Além dos 24,4 milhões de endereços sem número, há 5,1 milhões que usam algum “sistema alternativo” para identificar a residência ou estabelecimento, que são casos onde a identificação não foi registrada pela prefeitura, mas foi instituída por alguma instituição reconhecida, desde agentes de saúde a associações de moradores, e pode ser, além de números, alguma letra ou um nome. Ainda há outros 438 mil endereços do país usam a quilometragem na via como referência de identificação.

Outro dado que chama a atenção é a alta incidência de endereços dentro de condomínios: 13,3 milhões (12,4% do total). Thiel e Murdoch destacam que uma das explicações é a sensação de insegurança nas cidades, em especial nas metrópoles, o que leva parte da população a buscar residências em condomínios, onde em muitos casos existe segurança privada.

Murdoch acrescenta ao fenômeno outros fatores, como a maior facilidade de uma expansão horizontal do que vertical nas cidades.

— É inegável que a opção rodoviarista do Brasil pós 1950 e o apelo do “American Way of Life”, com a vida de subúrbio, casas sem muro e grandes carros na garagem foram extremamente atraentes para a classe média da segunda metade do século XX. Lembrando que quanto mais distante dos grandes centros, maior a necessidade de proteção e gestão de serviços, o que nos leva diretamente a estruturação dos condomínios em regiões de expansão das cidades — explica o especialista, crítico da formação de “bolhas” sem conexão direta com a cidade. — Uma contradição que explica o choque social e cultural que hoje atravessamos.

Ainda há outros 438 mil endereços do país usam a quilometragem na via como referência de identificação.

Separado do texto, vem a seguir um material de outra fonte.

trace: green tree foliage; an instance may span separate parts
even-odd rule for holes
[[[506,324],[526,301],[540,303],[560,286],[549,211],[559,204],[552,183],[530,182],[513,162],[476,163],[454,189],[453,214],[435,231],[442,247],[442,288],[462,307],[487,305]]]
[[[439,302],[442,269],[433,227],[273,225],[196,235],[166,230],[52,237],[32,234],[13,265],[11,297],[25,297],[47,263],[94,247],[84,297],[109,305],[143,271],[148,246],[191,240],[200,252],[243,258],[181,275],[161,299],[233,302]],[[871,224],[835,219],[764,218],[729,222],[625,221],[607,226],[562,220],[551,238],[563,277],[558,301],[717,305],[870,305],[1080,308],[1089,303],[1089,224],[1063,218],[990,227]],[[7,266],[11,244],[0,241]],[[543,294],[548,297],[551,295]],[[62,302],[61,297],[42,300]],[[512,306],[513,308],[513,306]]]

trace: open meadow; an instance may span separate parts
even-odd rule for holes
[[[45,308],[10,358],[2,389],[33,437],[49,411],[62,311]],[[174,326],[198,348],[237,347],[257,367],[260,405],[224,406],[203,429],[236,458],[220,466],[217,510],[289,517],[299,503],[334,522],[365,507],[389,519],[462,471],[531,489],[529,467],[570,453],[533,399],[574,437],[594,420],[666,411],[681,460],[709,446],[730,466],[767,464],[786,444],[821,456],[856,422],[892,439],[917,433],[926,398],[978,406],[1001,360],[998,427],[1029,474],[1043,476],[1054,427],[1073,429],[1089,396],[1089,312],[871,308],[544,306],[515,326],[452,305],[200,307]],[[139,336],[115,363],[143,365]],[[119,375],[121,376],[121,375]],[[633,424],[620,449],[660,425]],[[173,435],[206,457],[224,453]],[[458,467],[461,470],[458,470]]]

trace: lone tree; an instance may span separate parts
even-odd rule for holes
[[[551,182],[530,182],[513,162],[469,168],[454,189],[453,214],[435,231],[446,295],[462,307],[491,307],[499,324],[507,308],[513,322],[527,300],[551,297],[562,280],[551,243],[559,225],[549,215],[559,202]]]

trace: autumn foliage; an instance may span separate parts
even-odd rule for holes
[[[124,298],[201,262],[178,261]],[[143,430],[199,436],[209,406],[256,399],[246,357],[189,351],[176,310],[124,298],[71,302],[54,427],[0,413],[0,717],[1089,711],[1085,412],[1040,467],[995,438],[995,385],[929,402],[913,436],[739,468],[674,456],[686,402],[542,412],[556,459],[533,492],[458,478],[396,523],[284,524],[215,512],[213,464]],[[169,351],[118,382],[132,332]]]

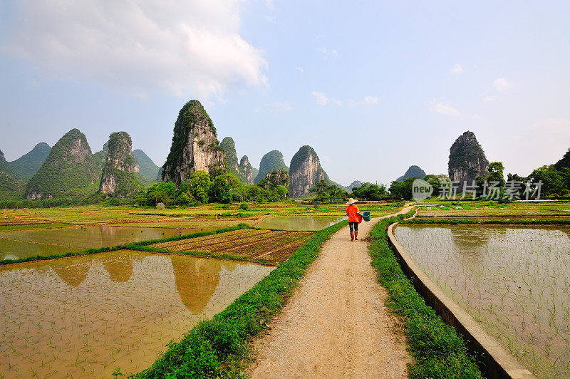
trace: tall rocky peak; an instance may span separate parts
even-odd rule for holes
[[[302,146],[291,160],[289,168],[289,195],[291,197],[307,194],[321,180],[328,182],[321,161],[311,146]]]
[[[2,150],[0,150],[0,199],[21,191],[23,187],[24,183],[19,180],[16,171],[6,161]]]
[[[275,190],[280,185],[288,188],[289,186],[289,175],[284,170],[275,170],[271,172],[267,172],[264,180],[257,183],[257,185],[266,190]]]
[[[242,177],[244,182],[248,185],[254,184],[254,168],[249,163],[249,158],[247,157],[247,155],[242,157],[238,169],[239,176]]]
[[[464,133],[451,145],[449,174],[452,182],[459,182],[459,191],[462,191],[464,182],[471,185],[477,177],[489,175],[489,161],[473,132]]]
[[[24,180],[29,180],[38,172],[49,155],[51,147],[46,142],[40,142],[30,152],[10,162],[10,165]]]
[[[140,188],[133,174],[138,172],[138,165],[131,156],[133,141],[126,132],[117,132],[110,134],[106,145],[107,158],[99,192],[124,197]]]
[[[162,167],[162,180],[177,185],[195,171],[226,168],[226,155],[214,123],[197,100],[187,103],[178,113],[170,152]]]
[[[26,188],[28,199],[95,193],[100,170],[85,135],[72,129],[53,145]]]
[[[261,158],[259,163],[259,172],[255,177],[254,182],[259,183],[265,178],[268,172],[276,170],[284,170],[289,172],[289,168],[285,165],[283,160],[283,154],[279,150],[271,150]]]
[[[408,170],[403,175],[396,179],[396,182],[403,182],[405,179],[414,177],[418,177],[420,179],[423,179],[424,177],[425,177],[425,171],[420,169],[419,166],[413,165],[412,166],[410,166],[410,168],[408,169]]]
[[[237,175],[239,166],[237,165],[237,152],[236,152],[236,143],[231,137],[225,137],[219,142],[219,147],[226,152],[226,165],[232,173]]]

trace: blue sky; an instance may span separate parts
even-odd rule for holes
[[[445,173],[469,130],[526,175],[570,147],[568,14],[567,1],[3,1],[0,150],[13,160],[78,128],[95,152],[125,130],[161,165],[197,98],[255,166],[310,145],[336,182],[388,183],[411,165]]]

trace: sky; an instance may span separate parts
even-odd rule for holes
[[[312,146],[331,180],[447,173],[474,132],[505,174],[570,147],[569,1],[0,2],[0,150],[124,130],[158,165],[198,99],[238,159]]]

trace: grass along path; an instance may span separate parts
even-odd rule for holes
[[[398,214],[408,212],[406,207]],[[380,219],[323,246],[282,311],[254,343],[256,378],[406,378],[410,357],[362,241]]]

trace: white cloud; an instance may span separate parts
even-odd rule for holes
[[[326,105],[326,104],[328,103],[328,98],[327,98],[326,95],[322,92],[314,90],[311,94],[315,97],[316,103],[319,105]]]
[[[570,121],[565,118],[554,117],[532,124],[532,128],[541,133],[550,133],[570,135]]]
[[[325,56],[338,56],[338,53],[337,53],[336,49],[332,49],[331,51],[327,50],[326,47],[323,46],[318,48],[318,51],[321,51]]]
[[[319,105],[325,106],[328,103],[333,104],[338,107],[342,105],[342,102],[340,100],[329,99],[324,93],[314,90],[311,95],[315,97],[316,103]]]
[[[20,2],[2,48],[48,74],[88,78],[133,93],[219,95],[230,85],[267,81],[261,51],[239,34],[242,4]]]
[[[364,96],[361,100],[350,100],[351,105],[373,105],[380,103],[380,98],[375,96]]]
[[[435,113],[446,115],[449,116],[458,116],[461,113],[451,105],[443,103],[442,99],[434,99],[430,110]]]
[[[493,85],[494,85],[494,88],[497,90],[507,90],[512,87],[512,85],[507,81],[507,79],[504,78],[499,78],[495,79],[495,81],[493,82]]]
[[[450,71],[453,73],[461,73],[463,72],[463,66],[459,63],[455,63],[453,67],[451,68]]]

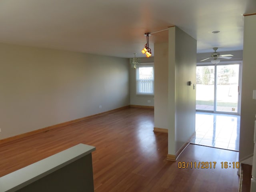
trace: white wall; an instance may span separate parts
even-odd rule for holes
[[[168,42],[155,43],[154,127],[168,128]]]
[[[140,58],[140,62],[154,63],[154,57]],[[131,105],[141,105],[144,106],[154,106],[154,96],[145,96],[136,94],[136,70],[132,68],[129,65],[130,70],[130,104]],[[150,100],[150,102],[148,102]]]
[[[195,131],[196,41],[175,28],[175,126],[177,152]],[[192,85],[188,85],[192,81]]]
[[[0,139],[128,105],[129,66],[128,59],[0,44]]]
[[[168,154],[175,155],[195,131],[196,41],[172,27],[168,48]]]
[[[254,122],[256,100],[252,99],[256,90],[256,15],[244,17],[244,51],[242,79],[239,160],[253,153]]]

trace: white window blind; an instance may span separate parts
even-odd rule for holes
[[[140,64],[136,70],[136,94],[154,95],[154,64]]]

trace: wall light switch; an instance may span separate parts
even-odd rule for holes
[[[256,90],[253,90],[253,93],[252,94],[252,98],[253,99],[256,99]]]

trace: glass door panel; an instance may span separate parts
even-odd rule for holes
[[[217,65],[216,111],[237,113],[239,65]]]
[[[196,67],[196,110],[214,110],[214,66]]]

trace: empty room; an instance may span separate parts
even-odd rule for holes
[[[255,1],[0,10],[0,192],[256,191]]]

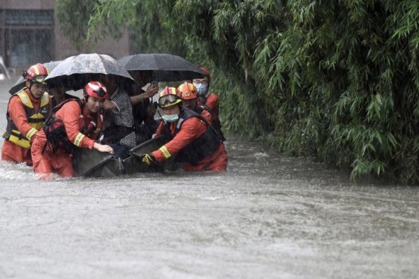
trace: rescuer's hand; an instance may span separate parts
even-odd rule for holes
[[[153,154],[149,153],[149,154],[145,154],[144,157],[142,157],[142,160],[141,160],[141,162],[144,165],[149,166],[152,164],[152,162],[153,162],[154,160],[154,156],[153,156]]]
[[[95,142],[94,144],[93,144],[93,148],[101,152],[109,152],[111,154],[113,154],[113,149],[109,145],[103,145]]]

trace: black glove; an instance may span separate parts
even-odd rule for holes
[[[144,165],[149,166],[152,164],[152,162],[153,162],[154,160],[154,156],[153,156],[153,154],[149,153],[149,154],[145,154],[144,156],[142,157],[142,160],[141,160],[141,162]]]

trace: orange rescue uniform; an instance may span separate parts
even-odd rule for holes
[[[184,121],[181,129],[175,134],[175,128],[177,122],[171,123],[170,131],[173,139],[161,146],[159,149],[153,151],[152,154],[157,162],[174,156],[184,147],[200,137],[207,130],[206,124],[197,117],[191,117]],[[163,134],[164,124],[160,123],[156,135]],[[185,171],[225,171],[227,169],[227,153],[224,144],[221,142],[218,149],[211,155],[204,158],[197,164],[186,163]]]
[[[66,133],[71,143],[78,147],[93,149],[94,141],[101,133],[102,127],[100,114],[97,117],[96,129],[91,135],[83,135],[80,132],[79,119],[81,119],[88,123],[94,121],[94,117],[89,115],[84,105],[82,113],[80,106],[75,100],[71,100],[64,104],[55,114],[55,118],[63,121]],[[54,172],[63,177],[74,176],[72,155],[62,147],[59,147],[55,153],[52,153],[51,144],[47,146],[43,154],[42,151],[46,142],[47,137],[44,130],[41,130],[36,134],[31,149],[34,172],[40,174]]]
[[[39,110],[41,99],[36,99],[29,92],[27,88],[24,89],[29,96],[34,109],[36,111]],[[49,110],[50,110],[50,107]],[[27,116],[26,115],[24,105],[17,94],[12,96],[9,101],[8,107],[8,112],[15,126],[17,128],[22,135],[28,138],[31,142],[33,141],[34,133],[32,133],[33,127],[28,121]],[[29,132],[31,132],[28,135]],[[32,159],[31,157],[31,150],[20,147],[17,144],[8,141],[3,142],[1,147],[1,160],[13,163],[26,163],[28,165],[32,165]]]

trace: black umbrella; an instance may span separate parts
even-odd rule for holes
[[[205,73],[180,56],[167,54],[139,54],[121,57],[118,61],[129,72],[144,72],[152,80],[176,82],[203,78]]]
[[[57,66],[60,62],[61,61],[50,61],[47,63],[43,63],[43,65],[45,66],[45,68],[48,69],[50,72],[51,72],[55,67],[57,67]],[[24,80],[23,77],[21,76],[20,77],[19,77],[19,80],[17,80],[17,81],[15,83],[13,86],[10,89],[9,93],[13,95],[14,93],[17,93],[20,90],[22,90],[23,87],[24,87]]]
[[[101,81],[106,76],[115,77],[119,84],[133,83],[132,77],[118,61],[109,55],[96,53],[65,59],[45,80],[50,86],[63,86],[77,91],[89,82]]]

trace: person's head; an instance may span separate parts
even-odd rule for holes
[[[41,63],[32,65],[27,70],[23,72],[25,86],[36,99],[41,98],[45,91],[47,84],[44,80],[49,73],[48,69]]]
[[[202,97],[208,92],[208,88],[210,87],[210,82],[211,81],[211,75],[210,71],[204,67],[201,67],[201,70],[205,73],[207,75],[202,79],[195,79],[193,81],[193,85],[196,87],[198,91],[198,96]]]
[[[179,119],[182,110],[182,99],[175,87],[166,86],[159,94],[159,106],[161,108],[163,119],[166,122],[174,122]]]
[[[109,98],[105,85],[96,81],[89,82],[84,86],[83,97],[87,110],[91,114],[98,112],[105,100]]]
[[[177,87],[177,90],[183,101],[184,107],[195,110],[198,105],[198,92],[195,85],[191,83],[184,82]]]

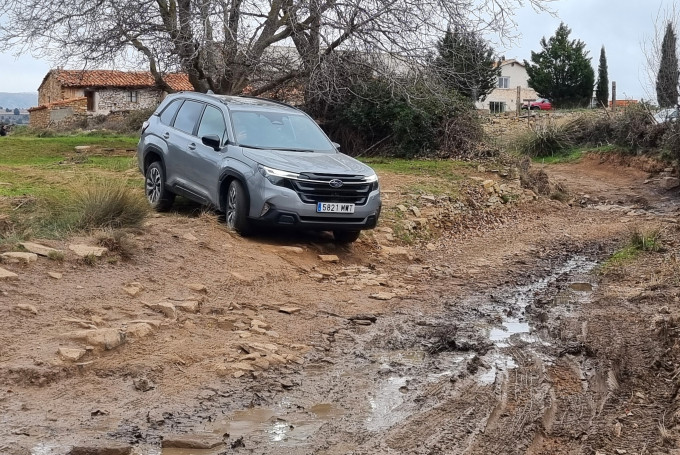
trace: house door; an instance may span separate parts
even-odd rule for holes
[[[87,98],[87,111],[94,112],[94,92],[86,91],[85,98]]]

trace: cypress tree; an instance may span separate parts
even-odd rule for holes
[[[604,52],[604,46],[600,51],[600,65],[597,67],[597,88],[595,89],[595,98],[599,106],[607,107],[609,105],[609,74],[607,71],[607,56]]]
[[[661,42],[659,73],[656,76],[656,100],[660,107],[674,107],[678,104],[678,75],[675,29],[669,22]]]
[[[557,107],[588,106],[593,99],[595,71],[586,45],[570,40],[571,29],[564,23],[549,39],[541,39],[540,52],[531,52],[531,63],[524,61],[529,87]]]
[[[435,69],[447,87],[470,98],[484,100],[496,87],[500,68],[491,46],[478,34],[459,27],[446,30],[437,43]]]

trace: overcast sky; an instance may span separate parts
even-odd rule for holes
[[[600,47],[605,46],[609,80],[617,82],[619,99],[649,98],[653,92],[648,87],[642,43],[654,33],[660,9],[670,3],[669,0],[555,0],[551,8],[557,12],[556,17],[536,13],[525,6],[516,16],[521,37],[498,51],[506,58],[529,60],[532,50],[540,50],[541,37],[552,36],[563,21],[571,28],[572,39],[586,43],[595,70]],[[0,54],[0,92],[36,91],[50,67],[49,62],[29,56],[17,59]]]

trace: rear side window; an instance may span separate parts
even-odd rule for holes
[[[213,106],[207,106],[198,127],[198,137],[217,136],[224,142],[227,126],[222,112]]]
[[[182,104],[182,100],[174,100],[163,109],[163,112],[159,116],[163,125],[170,125],[172,123],[172,118],[175,116],[180,104]]]
[[[201,115],[201,111],[203,110],[203,106],[205,106],[203,103],[186,100],[184,104],[182,104],[182,107],[179,108],[179,112],[177,112],[174,127],[185,133],[192,134],[196,122]]]

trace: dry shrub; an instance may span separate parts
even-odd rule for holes
[[[531,131],[520,136],[517,149],[530,157],[556,156],[571,147],[568,130],[548,120],[536,123]]]
[[[90,185],[74,204],[81,229],[139,227],[149,213],[141,195],[117,183]]]

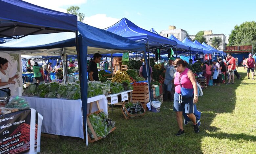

Outro dado que chama a atenção é a alta incidência de endereços dentro de condomínios: 13,3 milhões (12,4% do total).

Além de estruturas amostras de pesquisas domiciliares e auxiliar em planejamentos urbanos, aprimoramento de políticas públicas e padrões de ocupação, o CNEFE teve papel importante no enfrentamento de calamidades, como os ocorridos em Alagoas e Pernambuco, em 2010, em Brumadinho (MG), em 2019, e em São Sebastião (SP) no ano passado. Durante as recentes enchentes do Rio Grande do Sul, por exemplo, o cadastro serviu como referência para localizar endereços na área alagada de Lajeado (RS). Assim, foi possível levantar quantos eram domicílios particulares, estabelecimentos de saúde ou prédios desocupados.